HORS-CHAMP MODERN ART
Un-thinking the Transmission archive
I have a conflicted relationship with artist-led archives, a holdover from my salad days as a committee member of an artist-led space in the late 00’s.
Catalyst Arts was (and still is) an artist-led gallery in Belfast, run on a similar model to Transmission in that the whole project is kept going through good will and the sheer bloody-mindedness of a volunteer committee. Catalyst came to their archiving project many years later than Transmission, and I had left the committee to move to Glasgow a few months before the process of cataloguing and preserving the boxes full of posters, slides photographs and other artist-led residue began. During my time on the committee, what we called ‘the archive’ was a chaotic heap of unlabeled, crumbling cardboard boxes piled high on a set of deep shelves in the cupboard where we kept the mop and some power tools.
One memorable day, I was searching for something or other on the top shelf when I found a jerry can full of diesel, a relic from the Fix festival of live art in 2004 (when something was presumably set on fire).
The artist-led archive is not fixed or solid—if it was it would become an institutional archive. The documents in the Transmission archive (like the Catalyst archive now) may be ordered in a neat chronology, but the artist-led archive is more than its documentation. Memories of live events, chance occurrences, beer stains from late-night parties, word of mouth and filthy rumours, linking individuals and groups across time, are all as much a part of it as the paperwork.
The artist-led archive is, by necessity, in a constant state of development and flux. It’s not the same today as it was yesterday. It’s superpositional. It’s a substantiation of the fact that we were here, that we did this, despite the cynical landlords, despite the unsympathetic employers, despite the blaring smoke alarm that brought the Christmas party to a halt before 11pm. Despite everything.
I have strong feelings about artist-led archives. So, when invited to make an intervention in the Transmission archive for this project, the most obvious solution was to outsource the intervention to an algorithm.

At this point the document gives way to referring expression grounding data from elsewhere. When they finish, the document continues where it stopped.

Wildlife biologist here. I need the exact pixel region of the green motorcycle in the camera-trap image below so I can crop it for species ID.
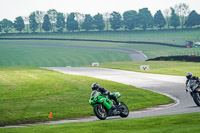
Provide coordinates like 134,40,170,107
89,91,129,120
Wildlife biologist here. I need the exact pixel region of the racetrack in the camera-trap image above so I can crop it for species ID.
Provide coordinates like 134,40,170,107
3,67,200,127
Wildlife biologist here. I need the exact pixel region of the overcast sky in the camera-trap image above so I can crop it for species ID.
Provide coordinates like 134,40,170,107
0,0,200,21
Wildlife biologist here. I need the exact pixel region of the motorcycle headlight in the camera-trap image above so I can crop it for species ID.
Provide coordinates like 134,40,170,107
94,98,98,102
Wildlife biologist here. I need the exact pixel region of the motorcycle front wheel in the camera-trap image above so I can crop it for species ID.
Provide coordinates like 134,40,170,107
94,104,107,120
192,92,200,106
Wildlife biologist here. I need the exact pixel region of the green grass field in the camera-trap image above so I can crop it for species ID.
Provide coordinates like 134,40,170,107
0,40,200,67
0,41,131,67
0,30,200,133
0,67,173,126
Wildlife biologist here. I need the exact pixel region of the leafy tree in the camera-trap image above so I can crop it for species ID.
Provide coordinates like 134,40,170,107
154,10,166,29
75,12,85,30
29,12,38,32
110,12,122,31
185,10,200,28
103,12,110,30
169,8,180,29
23,16,29,32
47,9,57,32
93,13,105,31
138,8,153,30
123,10,137,30
56,13,65,32
66,13,79,32
42,14,52,32
174,3,190,29
35,11,45,32
82,14,94,31
1,19,13,34
14,16,25,32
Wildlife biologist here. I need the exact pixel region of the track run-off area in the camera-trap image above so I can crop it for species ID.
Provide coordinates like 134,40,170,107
4,67,200,128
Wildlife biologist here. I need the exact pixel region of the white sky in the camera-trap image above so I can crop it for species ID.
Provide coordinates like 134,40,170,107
0,0,200,21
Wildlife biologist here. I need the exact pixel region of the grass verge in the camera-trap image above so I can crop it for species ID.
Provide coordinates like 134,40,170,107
0,113,200,133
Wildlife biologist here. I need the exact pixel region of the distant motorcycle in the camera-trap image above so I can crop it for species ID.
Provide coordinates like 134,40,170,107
89,91,129,120
186,79,200,106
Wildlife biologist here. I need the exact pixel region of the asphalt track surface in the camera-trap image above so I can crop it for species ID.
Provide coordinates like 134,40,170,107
4,67,200,127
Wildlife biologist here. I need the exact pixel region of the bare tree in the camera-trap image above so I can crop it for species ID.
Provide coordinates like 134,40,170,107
163,9,171,29
174,3,190,29
103,12,111,31
35,11,45,32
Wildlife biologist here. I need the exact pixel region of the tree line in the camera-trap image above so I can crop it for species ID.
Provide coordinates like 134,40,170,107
0,3,200,33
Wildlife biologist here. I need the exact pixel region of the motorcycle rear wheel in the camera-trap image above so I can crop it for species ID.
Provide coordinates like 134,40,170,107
94,104,107,120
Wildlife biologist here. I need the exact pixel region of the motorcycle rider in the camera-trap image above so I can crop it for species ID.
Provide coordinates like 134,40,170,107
91,83,119,115
185,72,200,91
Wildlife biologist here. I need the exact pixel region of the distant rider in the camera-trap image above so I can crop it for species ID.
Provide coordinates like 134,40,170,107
91,83,119,114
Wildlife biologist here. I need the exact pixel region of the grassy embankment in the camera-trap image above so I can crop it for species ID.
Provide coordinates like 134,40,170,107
0,29,200,45
0,40,200,66
0,67,173,126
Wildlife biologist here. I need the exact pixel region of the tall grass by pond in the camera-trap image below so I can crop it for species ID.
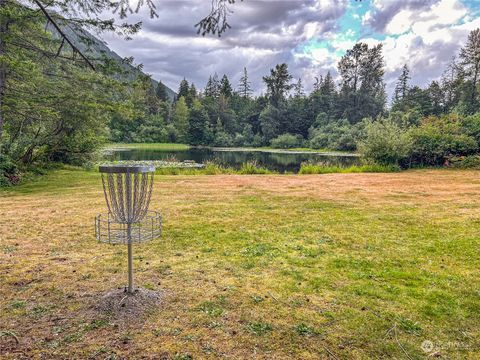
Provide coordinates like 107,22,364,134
152,161,400,175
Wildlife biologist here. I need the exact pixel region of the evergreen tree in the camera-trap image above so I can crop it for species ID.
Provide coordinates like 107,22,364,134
294,78,305,97
187,99,211,145
188,83,198,101
263,63,293,106
173,96,189,142
156,81,170,101
427,81,444,116
205,73,220,99
393,64,410,102
441,57,463,112
177,78,190,100
310,71,337,121
313,75,323,92
338,43,385,123
460,29,480,113
220,75,233,98
238,67,252,99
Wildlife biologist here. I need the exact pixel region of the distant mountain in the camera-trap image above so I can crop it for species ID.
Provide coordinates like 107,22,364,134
57,25,177,101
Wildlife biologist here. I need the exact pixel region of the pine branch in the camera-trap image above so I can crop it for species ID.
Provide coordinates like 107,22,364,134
33,0,95,71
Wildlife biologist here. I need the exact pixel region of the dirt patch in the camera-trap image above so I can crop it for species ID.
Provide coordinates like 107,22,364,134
94,288,165,324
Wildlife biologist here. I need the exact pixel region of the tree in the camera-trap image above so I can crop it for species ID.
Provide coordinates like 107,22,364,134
173,96,189,141
156,81,170,101
294,78,305,97
441,57,463,112
309,71,337,120
187,99,210,145
263,63,293,106
220,75,233,98
0,0,242,151
460,29,480,112
259,104,281,143
205,73,220,99
177,78,190,99
393,64,410,102
427,81,445,116
238,67,252,99
338,43,385,123
188,83,198,101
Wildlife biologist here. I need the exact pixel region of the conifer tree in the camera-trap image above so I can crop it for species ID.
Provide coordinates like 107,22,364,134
238,67,252,99
294,78,305,97
460,29,480,113
177,78,190,100
263,63,294,106
220,75,233,98
156,81,170,101
173,96,189,142
393,64,410,102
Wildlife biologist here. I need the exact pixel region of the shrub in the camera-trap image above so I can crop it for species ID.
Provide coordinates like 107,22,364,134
298,163,400,175
447,155,480,169
309,120,365,151
410,115,478,166
358,119,411,165
270,134,303,149
238,161,273,175
213,131,233,147
0,154,20,187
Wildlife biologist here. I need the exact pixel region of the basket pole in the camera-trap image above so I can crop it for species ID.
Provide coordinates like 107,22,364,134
127,224,133,294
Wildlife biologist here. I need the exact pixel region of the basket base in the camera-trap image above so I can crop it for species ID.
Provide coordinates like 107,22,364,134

@Transmolovesyou is a Twitter bot that constructs fictitious artistic projects using real exhibition details skimmed from the Transmission archive—artists’ names, titles, etc. It’s an automated content-engine, producing hypothetical art productions. @Transmolovesyou generates a new tweet every 24 hours, and given that it contains enough data points to generate over 8 million unique combinations, it should continue generating fictional Transmission projects for a several thousand years (or for as long as Twitter continues to exist). It was created using a simple tool, SSBOT, developed by Zach Whalen, built on a Google spreadsheet.
Unlike other ways of creating a Twitter bot, it requires no knowledge of code and unlike other bots, it doesn’t engage other Twitter users in conversation, interact with live data sources or pretend to be a real person. Unlike an AI or neural network, it doesn’t learn—it simply follows a set of instructions (the algorithm). The bot doesn’t understand natural language or syntax any more than it understands intention, desire, metaphor or context. Like content spamming websites, which list multiple unrelated phrases in an attempt to climb to the top of search engine indexes, it generates a kind of contentless content: it’s nothing but noise, there is no signal.
The database is constructed from hundreds of individual data points (nouns, verbs, adjectives, etc.), skimmed from the exhibition and event listings of Transmission, from 1983 to the present day. SSBOT then provides a set of instructions for how these words should be arranged. The algorithm doesn’t act alone: a large degree of curation went into refining the data points in ways that made the sentences generated by the algorithm sound more like natural language. The dataset isn’t a comprehensive or complete database of Transmission history. Omissions and elisions were made to give @transmoloveyou a feeling of being, maybe, based on something real that once happened.
Aideen Doran is a visual artist based in Glasgow.